Roxy: A place where you can be whoever you want, but everyone is accepted and you’re all one. Everything around you is the same, no difference between people, trees. You can connect with people and not be judged and constantly just enjoy being in the moment. To me that’s heaven. Sitting with people and not being judged. I don’t believe in heaven or hell. I believe in spirituality.
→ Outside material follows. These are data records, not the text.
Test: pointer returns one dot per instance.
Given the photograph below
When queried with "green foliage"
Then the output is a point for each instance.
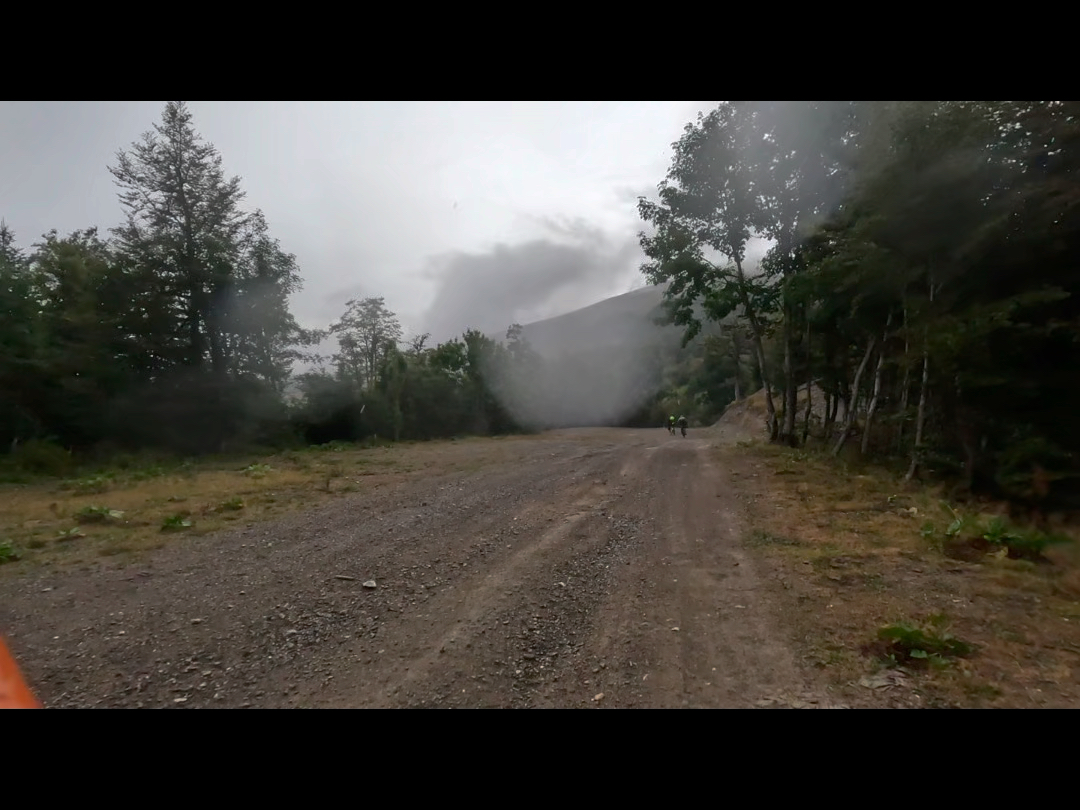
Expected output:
(943, 235)
(8, 552)
(995, 534)
(41, 457)
(913, 644)
(176, 523)
(98, 514)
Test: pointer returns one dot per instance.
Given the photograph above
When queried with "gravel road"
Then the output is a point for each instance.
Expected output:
(597, 568)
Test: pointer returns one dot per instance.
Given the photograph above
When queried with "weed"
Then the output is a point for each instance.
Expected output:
(176, 523)
(9, 553)
(98, 514)
(968, 535)
(759, 538)
(905, 643)
(1021, 544)
(92, 484)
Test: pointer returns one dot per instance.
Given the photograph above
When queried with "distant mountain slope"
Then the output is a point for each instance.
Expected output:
(624, 321)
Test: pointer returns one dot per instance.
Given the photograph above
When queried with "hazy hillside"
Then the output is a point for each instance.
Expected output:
(623, 321)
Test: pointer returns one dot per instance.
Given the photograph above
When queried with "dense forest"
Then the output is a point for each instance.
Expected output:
(921, 280)
(917, 304)
(174, 334)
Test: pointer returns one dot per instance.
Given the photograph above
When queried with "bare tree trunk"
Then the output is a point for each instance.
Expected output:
(905, 386)
(759, 351)
(877, 388)
(806, 420)
(921, 416)
(849, 417)
(736, 351)
(791, 389)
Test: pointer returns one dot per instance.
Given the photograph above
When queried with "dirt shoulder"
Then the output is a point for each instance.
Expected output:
(852, 553)
(579, 568)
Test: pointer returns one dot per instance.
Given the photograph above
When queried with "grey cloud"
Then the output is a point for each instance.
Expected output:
(528, 282)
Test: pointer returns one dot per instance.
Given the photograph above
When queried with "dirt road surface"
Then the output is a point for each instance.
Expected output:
(589, 568)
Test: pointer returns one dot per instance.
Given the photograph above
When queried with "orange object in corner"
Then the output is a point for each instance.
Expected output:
(14, 692)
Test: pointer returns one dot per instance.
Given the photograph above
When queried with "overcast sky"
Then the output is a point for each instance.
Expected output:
(458, 213)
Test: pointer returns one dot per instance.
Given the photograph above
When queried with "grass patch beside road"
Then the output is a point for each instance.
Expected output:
(904, 599)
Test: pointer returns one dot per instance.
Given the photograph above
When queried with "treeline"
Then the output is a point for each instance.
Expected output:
(921, 282)
(175, 334)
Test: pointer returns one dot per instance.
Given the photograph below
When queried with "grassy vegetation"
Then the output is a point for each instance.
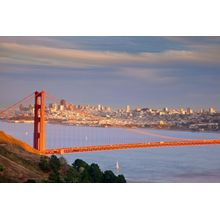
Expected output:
(20, 163)
(79, 172)
(1, 168)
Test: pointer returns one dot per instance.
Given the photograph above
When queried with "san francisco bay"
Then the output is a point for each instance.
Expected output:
(168, 164)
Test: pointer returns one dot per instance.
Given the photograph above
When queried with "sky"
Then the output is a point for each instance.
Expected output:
(151, 72)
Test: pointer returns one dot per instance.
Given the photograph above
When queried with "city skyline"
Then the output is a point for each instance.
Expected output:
(116, 71)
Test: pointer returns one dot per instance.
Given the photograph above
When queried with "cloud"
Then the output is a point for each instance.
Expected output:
(14, 53)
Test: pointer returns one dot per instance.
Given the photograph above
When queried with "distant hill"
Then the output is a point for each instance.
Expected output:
(18, 161)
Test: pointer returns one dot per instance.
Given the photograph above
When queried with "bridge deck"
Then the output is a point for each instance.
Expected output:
(66, 150)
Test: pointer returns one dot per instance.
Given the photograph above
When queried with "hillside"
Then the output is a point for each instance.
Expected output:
(18, 161)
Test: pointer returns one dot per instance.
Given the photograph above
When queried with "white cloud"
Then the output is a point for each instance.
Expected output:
(13, 53)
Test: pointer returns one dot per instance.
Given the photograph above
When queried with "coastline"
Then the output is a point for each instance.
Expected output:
(113, 126)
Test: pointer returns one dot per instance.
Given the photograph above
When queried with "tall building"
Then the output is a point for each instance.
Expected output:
(212, 110)
(189, 111)
(128, 109)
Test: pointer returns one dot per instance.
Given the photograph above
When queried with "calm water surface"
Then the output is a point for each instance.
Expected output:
(171, 164)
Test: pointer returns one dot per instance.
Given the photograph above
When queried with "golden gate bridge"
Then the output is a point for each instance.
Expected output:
(39, 136)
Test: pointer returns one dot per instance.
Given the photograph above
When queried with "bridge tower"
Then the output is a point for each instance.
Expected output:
(39, 124)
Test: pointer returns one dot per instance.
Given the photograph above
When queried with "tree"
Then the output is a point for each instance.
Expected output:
(109, 177)
(54, 163)
(121, 179)
(80, 163)
(95, 173)
(85, 177)
(31, 181)
(44, 165)
(54, 177)
(1, 168)
(72, 176)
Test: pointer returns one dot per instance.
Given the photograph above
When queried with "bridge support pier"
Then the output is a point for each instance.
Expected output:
(39, 124)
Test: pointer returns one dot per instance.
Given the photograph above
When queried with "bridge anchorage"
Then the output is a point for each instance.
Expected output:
(39, 139)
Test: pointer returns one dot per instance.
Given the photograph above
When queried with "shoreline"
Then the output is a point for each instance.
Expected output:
(110, 126)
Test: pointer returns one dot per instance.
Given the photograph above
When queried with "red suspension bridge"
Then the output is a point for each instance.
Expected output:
(39, 136)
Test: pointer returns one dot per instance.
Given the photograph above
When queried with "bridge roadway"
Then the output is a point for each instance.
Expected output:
(66, 150)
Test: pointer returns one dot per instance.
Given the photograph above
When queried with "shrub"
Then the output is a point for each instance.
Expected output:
(1, 168)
Hannah: What happens after we die?


Roxy: Why I believe we’re here is because the spirit wants to learn what it is and what it isn’t. Because you don’t know what you are until you know what you are not. A spirit takes form in all different things to learn things in that form, and when its realized what it isn’t it, it leaves the body. Its always becoming something new. I believe God in any concept is another word for the universe. I believe there is a fate and a destiny for every person, but how we get there depends on your choices. I believe bodies decay but spirits never die, it only grows stronger.


Hannah: Now you’re more experienced, how do you feel performing?
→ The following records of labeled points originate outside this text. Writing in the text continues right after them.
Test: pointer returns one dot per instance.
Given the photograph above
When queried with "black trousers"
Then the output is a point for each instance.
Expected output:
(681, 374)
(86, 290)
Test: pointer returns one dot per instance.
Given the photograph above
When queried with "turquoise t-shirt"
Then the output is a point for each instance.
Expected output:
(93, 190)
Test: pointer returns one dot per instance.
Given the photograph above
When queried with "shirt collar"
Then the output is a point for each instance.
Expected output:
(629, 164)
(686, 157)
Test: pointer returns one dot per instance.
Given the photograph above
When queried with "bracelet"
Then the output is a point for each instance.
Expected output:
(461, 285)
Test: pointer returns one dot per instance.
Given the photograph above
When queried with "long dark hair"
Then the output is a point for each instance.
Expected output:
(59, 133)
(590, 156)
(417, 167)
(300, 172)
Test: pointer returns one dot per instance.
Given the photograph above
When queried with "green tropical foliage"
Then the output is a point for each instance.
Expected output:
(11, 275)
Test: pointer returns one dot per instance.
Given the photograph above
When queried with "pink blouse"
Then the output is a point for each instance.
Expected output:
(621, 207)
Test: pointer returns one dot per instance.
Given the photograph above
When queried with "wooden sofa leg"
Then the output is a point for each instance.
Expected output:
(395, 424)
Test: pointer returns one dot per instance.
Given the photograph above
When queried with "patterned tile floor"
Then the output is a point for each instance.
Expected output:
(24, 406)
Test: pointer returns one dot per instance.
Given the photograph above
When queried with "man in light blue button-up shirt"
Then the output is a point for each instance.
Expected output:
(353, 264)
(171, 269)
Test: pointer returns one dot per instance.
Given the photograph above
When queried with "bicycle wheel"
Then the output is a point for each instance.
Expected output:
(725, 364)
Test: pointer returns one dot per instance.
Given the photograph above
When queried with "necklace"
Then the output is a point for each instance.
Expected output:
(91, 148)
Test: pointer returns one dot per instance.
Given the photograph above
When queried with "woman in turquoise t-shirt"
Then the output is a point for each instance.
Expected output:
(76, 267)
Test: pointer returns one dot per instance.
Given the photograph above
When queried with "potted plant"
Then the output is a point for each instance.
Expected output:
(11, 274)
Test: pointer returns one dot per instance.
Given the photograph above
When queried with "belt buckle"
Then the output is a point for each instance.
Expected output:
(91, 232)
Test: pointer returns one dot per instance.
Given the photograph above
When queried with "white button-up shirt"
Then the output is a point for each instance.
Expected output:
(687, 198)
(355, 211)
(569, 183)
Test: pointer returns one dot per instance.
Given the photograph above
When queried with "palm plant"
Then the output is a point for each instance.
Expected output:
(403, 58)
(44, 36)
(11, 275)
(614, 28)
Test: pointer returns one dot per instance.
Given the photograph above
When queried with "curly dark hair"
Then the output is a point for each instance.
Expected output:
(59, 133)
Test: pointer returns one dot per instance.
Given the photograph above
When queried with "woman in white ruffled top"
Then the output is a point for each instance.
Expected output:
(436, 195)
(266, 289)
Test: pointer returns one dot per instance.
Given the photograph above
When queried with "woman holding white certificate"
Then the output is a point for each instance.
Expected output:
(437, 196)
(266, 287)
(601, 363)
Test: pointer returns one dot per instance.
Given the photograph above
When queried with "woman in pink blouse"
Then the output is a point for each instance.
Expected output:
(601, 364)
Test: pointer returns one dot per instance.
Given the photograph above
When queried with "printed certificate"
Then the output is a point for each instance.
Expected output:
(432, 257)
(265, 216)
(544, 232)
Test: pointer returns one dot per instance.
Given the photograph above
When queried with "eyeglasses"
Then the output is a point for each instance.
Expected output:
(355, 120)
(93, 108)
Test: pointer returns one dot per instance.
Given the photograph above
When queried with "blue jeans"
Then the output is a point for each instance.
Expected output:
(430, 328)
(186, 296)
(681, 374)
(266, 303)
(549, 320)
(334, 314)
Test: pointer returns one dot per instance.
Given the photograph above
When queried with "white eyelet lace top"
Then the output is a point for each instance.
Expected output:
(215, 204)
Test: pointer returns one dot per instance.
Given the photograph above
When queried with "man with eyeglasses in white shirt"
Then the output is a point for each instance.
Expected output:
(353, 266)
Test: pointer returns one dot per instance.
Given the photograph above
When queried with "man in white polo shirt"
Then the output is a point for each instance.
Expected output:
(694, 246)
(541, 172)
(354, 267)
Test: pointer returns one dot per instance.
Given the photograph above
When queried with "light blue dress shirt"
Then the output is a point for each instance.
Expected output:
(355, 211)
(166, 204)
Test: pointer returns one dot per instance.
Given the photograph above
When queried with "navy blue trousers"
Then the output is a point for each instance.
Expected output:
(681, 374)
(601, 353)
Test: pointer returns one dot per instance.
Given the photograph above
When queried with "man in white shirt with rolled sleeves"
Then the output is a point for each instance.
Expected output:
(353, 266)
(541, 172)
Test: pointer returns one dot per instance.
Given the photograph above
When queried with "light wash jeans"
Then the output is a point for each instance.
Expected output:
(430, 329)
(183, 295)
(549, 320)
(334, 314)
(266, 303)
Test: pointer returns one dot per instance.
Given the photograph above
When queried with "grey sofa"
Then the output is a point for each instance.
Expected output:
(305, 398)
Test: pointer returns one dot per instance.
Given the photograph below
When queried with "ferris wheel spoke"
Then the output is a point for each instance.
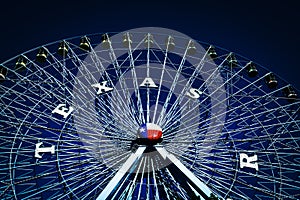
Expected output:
(160, 118)
(121, 173)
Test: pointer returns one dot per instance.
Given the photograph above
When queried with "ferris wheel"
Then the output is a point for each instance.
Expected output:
(147, 113)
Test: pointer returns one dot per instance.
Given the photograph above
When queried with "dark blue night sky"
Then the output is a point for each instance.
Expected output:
(266, 32)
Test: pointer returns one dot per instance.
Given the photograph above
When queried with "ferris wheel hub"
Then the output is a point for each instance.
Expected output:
(150, 131)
Roxy: Good. I want to push boundaries with the shows we have in Perth. I’m sick of hearing that Perth is a hole. People don’t want to develop their art in Perth, they want to do it in Melbourne. Burlesque has just had a crack on the head in Perth, and I think we are at a point of change, I think that we are going to become a lot more cultured. For anyone out there who is wanting to explore something but is too afraid I encourage you, If you have an idea, go with it. Don’t be scared. Don’t hold back. If you have an opinion, voice it out. Otherwise you will never reach your full potential. If you really really feel strongly about something, go out of your way to do it. Otherwise you’ll never be noticed. Your idea could change the world, but you'll never know if you keep it locked in a safe for nobody to see.